Rom. Die Wunder von Rom nehmen kein Ende. Nachdem der AS Roma im Viertelfinale der Champions League vor einem Monat Barcelona aus dem Bewerb gekickt hatte, ereignete sich in Italiens Hauptstadt am Mittwochabend ein weiteres Mirakel: Silvio Berlusconi erklärte sich bereit, für das Zustandekommen einer Regierung selbst ins Abseits zu treten.
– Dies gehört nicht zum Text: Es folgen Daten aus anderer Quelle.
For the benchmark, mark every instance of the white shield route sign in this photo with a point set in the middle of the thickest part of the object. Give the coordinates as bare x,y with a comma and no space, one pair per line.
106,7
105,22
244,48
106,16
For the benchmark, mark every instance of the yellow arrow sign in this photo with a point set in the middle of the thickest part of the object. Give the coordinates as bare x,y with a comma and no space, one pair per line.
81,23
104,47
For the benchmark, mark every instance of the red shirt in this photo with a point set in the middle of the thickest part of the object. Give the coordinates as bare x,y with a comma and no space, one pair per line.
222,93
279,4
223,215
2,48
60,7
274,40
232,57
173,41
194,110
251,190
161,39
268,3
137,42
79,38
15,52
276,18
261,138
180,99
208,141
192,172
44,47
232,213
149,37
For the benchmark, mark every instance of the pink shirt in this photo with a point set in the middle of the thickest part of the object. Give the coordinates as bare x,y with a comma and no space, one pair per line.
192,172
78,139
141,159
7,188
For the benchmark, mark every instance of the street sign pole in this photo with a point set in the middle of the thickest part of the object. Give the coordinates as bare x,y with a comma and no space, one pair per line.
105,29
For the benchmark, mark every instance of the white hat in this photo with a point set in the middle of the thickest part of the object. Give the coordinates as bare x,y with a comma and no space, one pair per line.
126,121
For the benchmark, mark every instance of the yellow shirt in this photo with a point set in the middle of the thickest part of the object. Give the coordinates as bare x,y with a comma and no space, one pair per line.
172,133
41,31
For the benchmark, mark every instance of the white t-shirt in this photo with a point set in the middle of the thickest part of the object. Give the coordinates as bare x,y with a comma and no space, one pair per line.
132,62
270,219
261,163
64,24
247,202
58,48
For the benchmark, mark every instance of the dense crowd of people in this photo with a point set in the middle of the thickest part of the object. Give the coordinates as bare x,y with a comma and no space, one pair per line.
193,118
Damit ist der Weg für die rechte Lega aus Berlusconis Bündnis frei, zusammen mit der Fünf-Sterne-Bewegung eine Regierung zu bilden. Ein Treffen am Donnerstag zwischen Lega-Chef Matteo Salvini und dem Spitzenkandidaten, Luigi Di Maio, bei dem über ein gemeinsames Programm gesprochen wurde, sei in einem „positiven Klima verlaufen“, ließen die beiden in einer gemeinsamen Erklärung wissen. Man habe bedeutende Schritte nach vorn gemacht.

Aufschub um 24 Stunden

Damit hatte in Italien niemand mehr gerechnet. Staatspräsident Sergio Mattarella hatte am Montag nach einer weiteren Runde mit den Parteien erklärt, die Bildung einer politischen Regierung sei gescheitert. Neuwahlen oder eine sogenannte neutrale Regierung seien die einzig verbleibenden Möglichkeiten. Doch anstelle der Meldung, wen Mattarella nun selbst als Premier von außen vorschlagen werde, erreichte die Italiener plötzlich die Erklärung von Salvini und Di Maio, man bitte den Präsidenten um weitere 24 Stunden, um zu einer Lösung zu kommen.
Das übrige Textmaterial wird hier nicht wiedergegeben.